Having dominated Alpine skiing last season, he was coming home to race again in his native Valais before fans who look upon him with all the fascination and awe Americans reserve for rock stars.
But in a four-race series here in this Swiss ski spa and across the mountains in Saas-Fe, Zurbriggen failed to rise to the occasion. The man Sports Illustrated called "Good as Gold" failed to win a race before his enthusiastic hometown fans, who marched to each race waving Pirmin banners to the roll of snare drums and clanging cow bells while uniformed in matching fan-club red parkas.
Although he placed second in the super giant slalom here today behind Canada's Felix Belczyk and fourth in a giant slalom last Tuesday at Saas-Fe -- just miles from his native village of Saas-Almagell -- he was a bust in the two downhills that are considered the glamor events of Alpine skiing and Zurbriggen's speciality.
More galling to his ego was the fact that his fan club's cheering was drowned out by that of thousands of Italians who came over the mountains to cheer 21-year-old Alberto Tomba, the man who in the past two months imposed himself as the most exciting skier in generations.
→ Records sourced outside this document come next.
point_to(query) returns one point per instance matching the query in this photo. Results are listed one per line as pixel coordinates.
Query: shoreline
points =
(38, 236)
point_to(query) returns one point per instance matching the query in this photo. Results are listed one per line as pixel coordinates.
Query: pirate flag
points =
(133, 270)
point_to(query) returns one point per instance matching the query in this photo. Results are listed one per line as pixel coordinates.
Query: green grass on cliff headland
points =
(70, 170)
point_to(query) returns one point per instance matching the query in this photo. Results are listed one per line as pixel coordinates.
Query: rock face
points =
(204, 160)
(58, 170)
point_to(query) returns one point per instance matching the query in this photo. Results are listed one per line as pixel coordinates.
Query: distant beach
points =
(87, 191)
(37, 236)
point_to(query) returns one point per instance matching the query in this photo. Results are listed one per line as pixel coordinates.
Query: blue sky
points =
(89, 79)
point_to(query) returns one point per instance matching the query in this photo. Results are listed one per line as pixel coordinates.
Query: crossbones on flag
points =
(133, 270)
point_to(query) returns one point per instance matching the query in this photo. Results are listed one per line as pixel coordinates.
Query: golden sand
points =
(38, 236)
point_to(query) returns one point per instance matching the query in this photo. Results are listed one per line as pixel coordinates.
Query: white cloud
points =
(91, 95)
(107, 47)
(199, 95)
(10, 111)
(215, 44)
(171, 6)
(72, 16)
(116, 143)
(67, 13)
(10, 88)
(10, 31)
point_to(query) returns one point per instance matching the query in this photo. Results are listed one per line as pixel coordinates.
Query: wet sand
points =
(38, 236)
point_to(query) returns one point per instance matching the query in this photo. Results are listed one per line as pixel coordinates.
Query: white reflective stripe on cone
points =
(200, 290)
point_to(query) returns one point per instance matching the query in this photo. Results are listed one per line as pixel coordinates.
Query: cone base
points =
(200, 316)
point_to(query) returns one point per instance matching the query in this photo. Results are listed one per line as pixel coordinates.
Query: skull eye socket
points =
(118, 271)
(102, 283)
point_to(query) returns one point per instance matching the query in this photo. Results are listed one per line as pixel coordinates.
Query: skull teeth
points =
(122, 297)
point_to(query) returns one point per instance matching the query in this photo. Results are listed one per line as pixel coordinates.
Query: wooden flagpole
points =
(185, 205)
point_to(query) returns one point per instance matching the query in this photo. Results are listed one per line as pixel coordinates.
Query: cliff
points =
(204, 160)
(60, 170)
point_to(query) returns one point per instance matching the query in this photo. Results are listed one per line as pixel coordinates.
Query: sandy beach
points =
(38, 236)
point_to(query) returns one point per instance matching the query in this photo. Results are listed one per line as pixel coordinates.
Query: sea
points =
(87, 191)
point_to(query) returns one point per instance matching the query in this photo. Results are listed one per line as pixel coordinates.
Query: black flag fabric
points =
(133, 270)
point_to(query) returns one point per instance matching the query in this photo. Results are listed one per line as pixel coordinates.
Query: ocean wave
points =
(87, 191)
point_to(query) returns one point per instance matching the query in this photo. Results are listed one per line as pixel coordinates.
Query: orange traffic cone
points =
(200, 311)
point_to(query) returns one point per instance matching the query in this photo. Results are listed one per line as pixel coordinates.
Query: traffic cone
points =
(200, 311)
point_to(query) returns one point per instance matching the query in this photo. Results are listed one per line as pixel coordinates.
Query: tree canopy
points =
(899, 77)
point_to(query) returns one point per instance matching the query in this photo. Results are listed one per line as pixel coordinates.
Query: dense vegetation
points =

The giant slalom at Saas-Fe was nothing short of a mano-a-mano duel between Zurbriggen, winner last year of 11 World Cup events as well as the world championships in super giant slalom and giant slalom, and Tomba, who this season has won seven of the first 10 slaloms and giant slaloms.
The race wasn't just a simple defeat. It was a rout. Tomba beat Zurbriggen by 2.39 seconds in this sport where hundredths of seconds are normally the margins of victory.
Tomba leads the World Cup standings with 206 points to Zurbriggen's 186. Is Zurbriggen concerned? "I'm not worrying much about the World Cup," he said. "It is less and less on my mind right now."
More and more on his mind are the upcoming Olympics, which begin in Calgary Feb. 13. "I'm skiing with more reserve now," Zurbriggen said. "I don't want to take any chances. A fall or injury would jeopardize everything for Calgary."
Downhill is Zurbriggen's forte. Last season he dominated the race, winning five of 11 World Cup downhills. Early this year he won one and placed second in three.
In Saturday's downhill on the Torrent slope above this hot springs resort, however, Zurbriggen coasted to an embarrassing 39th. Only once, in 1982, had he finished lower than that in his eight seasons on the circuit.
The winners Saturday, as last Tuesday, were Italians. In a race normally dominated by the powerful Swiss and Austrians, Italian downhillers came in first, second, third and 14th. It was a performance that raised questions about whether this was, in fact, the year of Swiss skiing that had been predicted.
The grueling downhill, on a track made unpredictable by a fall of fresh snow, was won by Italy's Michael Mair, 25, whose only previous World Cup downhill victory was at Val D'Isere in 1985. "Now it is not just Tomba who is giving the Swiss something to think about," Mair said.
Sunday was another day and another downhill. Zurbriggen again ran poorly, finishing 13th behind a Canadian, a Swede, a Japanese and Jeff Olson of the United States who is in only his second World Cup season.
Despite Zurbriggen's failure to win here, no one is counting him out for the Olympics. Although he has been outclassed by the ever-confident Tomba, he remains second in contention for the World Cup behind the ebullient Italian, and still leads the downhill rankings.
"I don't think Zurbriggen will win all the medals every one was predicting just a few weeks ago," said U.S. slalom and giant slalom coach George Capaul. "But he is still a great skier and I would certainly expect him to win at least one medal, possibly in the Super G."